Once I was a clever boy learning the arts of Oxford... is a quotation from the verses written by Bishop Richard Fleming (c.1385-1431) for his tomb in Lincoln Cathedral. Fleming, the founder of Lincoln College in Oxford, is the subject of my research for a D. Phil., and, like me, a son of the West Riding. I have remarked in the past that I have a deeply meaningful on-going relationship with a dead fifteenth century bishop... it was Fleming who, in effect, enabled me to come to Oxford and to learn its arts, and for that I am immensely grateful.


Thursday 5 August 2010

The Flying Monk

Having put the article about Charles Waterton and his attempts to fly on the blog yesterday I looked at one of the links attached to it, that about Eilmer of Malmesbury, and thought I would also re-cycle that and add a few observations of my own. This is what The Lion And The Cardinal has:

EARLY CATHOLIC AVIATORS, part I: EILMER of MALMESBURY



Dr. Richard P. Hallion:
The first known serious flight attempt in world history occurred about a thousand years before the Wright brothers, in western England. Then, a young Benedictine monk leapt with a crude pair of cloth wings from a watchtower of a church abbey at the beginning of the 11th century. This monk, known to history as Eilmer of Malmesbury, covered a furlong - a distance of approximately 600 feet - before landing heavily and breaking both legs. Afterwards, he remarked that the cause of his crash was that he had forgotten to provide himself with a tail.

We know of Eilmer's attempt through the writings of a historian, William of Malmesbury, who mentions the flight in passing. Of more interest to William was that Eilmer, late in his life, was the first person to spot a comet which people then credited as being an omen of the Norman invasion of England by William the Conqueror.

Eilmer typified the inquisitive spirit of medieval enthusiasts who developed small drawstring toy helicopters, windmills, and sophisticated sails for boats. As well, church artists increasingly showed angels with ever-more-accurate depictions of bird-like wings, detailing the wing's camber that would prove crucial to generating the lifting forces enabling a bird - or an airplane - to fly. This climate of thought led to general acceptance that air was something that could be worked. Flying was thus not magical, but could be attained by physical effort and human reasoning.
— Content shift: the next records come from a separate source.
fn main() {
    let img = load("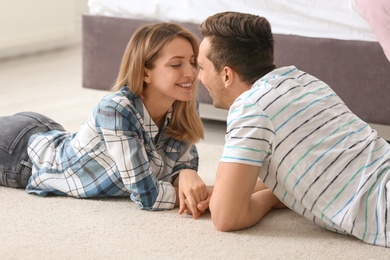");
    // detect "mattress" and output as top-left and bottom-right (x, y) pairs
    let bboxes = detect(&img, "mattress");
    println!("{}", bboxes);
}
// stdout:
(88, 0), (377, 42)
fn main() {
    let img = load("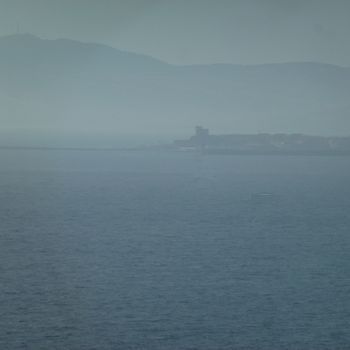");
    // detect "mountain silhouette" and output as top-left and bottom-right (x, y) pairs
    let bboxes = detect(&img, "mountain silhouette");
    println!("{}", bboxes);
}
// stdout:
(1, 34), (350, 142)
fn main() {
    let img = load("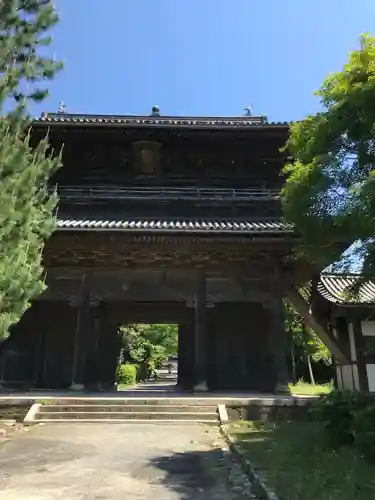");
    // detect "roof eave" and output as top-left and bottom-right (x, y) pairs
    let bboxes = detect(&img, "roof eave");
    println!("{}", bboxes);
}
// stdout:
(317, 273), (375, 307)
(31, 113), (290, 131)
(55, 226), (295, 236)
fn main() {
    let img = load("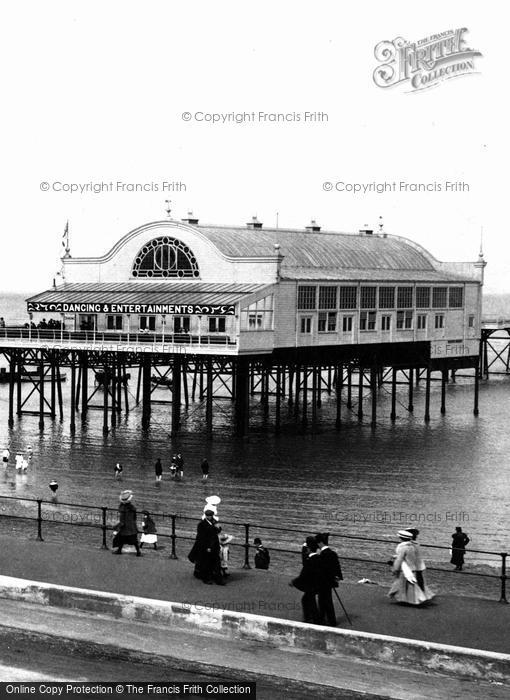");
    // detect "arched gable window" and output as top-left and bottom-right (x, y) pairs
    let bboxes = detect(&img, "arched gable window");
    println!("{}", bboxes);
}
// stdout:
(132, 237), (200, 278)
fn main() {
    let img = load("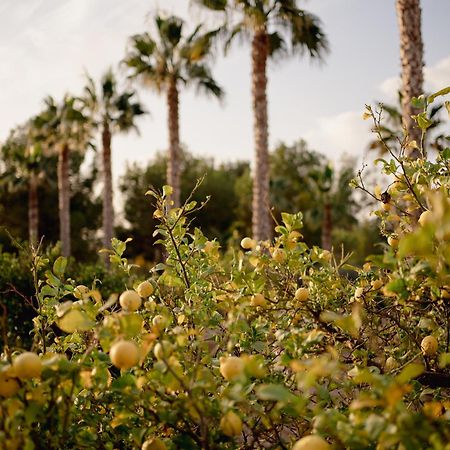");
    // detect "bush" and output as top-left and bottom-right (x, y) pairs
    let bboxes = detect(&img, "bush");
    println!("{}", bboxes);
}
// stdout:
(1, 89), (450, 449)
Eilmer was an individual of remarkable daring and boldness. He leapt from the top of a tower, passed over a city wall, descended into a small valley by the River Avon, and then fell into a marshy field fully 150 feet lower than the point of his leap. Of his wings, we can surmise that they were constructed of ash or willow-wand, covered with a light cloth, and perhaps attached to pivots on either side of a back-brace, with hand-holds so he could hopefully flap them.

Given the geography of the Abbey, his landing site, and the account of his flight, he must have remained airborne about 15 seconds. At low altitude he apparently attempted to flap the wings, which threw him out of control. His post-flight assessment qualifies him as the first test pilot, for he sought to understand, in technological terms, what happened on the flight and why he crashed. Malmesbury exists today, much changed and quite quaint, near Swindon and Bristol. The Abbey features a stained-glass window of Brother Eilmer. Alas, a nice pub named The Flying Monk is no more, replaced by a shopping centre.


To this I would add the following thoughts. First, it is good to see a piece about the Flying Monk which treats him seriously, and not as just another lovable medieval monastic eccentric.

Secondly I think we must see Eilmer, who from his comet observation in 1066 clearly continued to be interested in scientific matters. He appears to belong to that English tradition in the eleventh and twelfth centuries that showed a remarkable interest in scientific observation, and which was concentrated in the western Midlands and the south west. Thus Adelard of Bath (c.1080- c.1152), a seeming polymath who traveled widely on the continent, about whom there are links here and here, or the monks of Worcester cathedral who were making drawings of sun spots in the early years of the twelfth century, or the observational interests of the canons of Hereford at the same time - and not least there the activities of Dinah, the lady astronomer who calculated by trigonometry the height of the cathedral tower - and that in the reign of King Henry I. This topic is introduced and developed, with classic elegance, in Sir Richard Southern's "Robert Grosseteste" (OUP).

So Eilmer the Flying Monk may have made history as the first recorded individual to have actually flown - but he should also be seen as part of a lively intellectual and practical tradition that witnesses to the vitality of his age and country.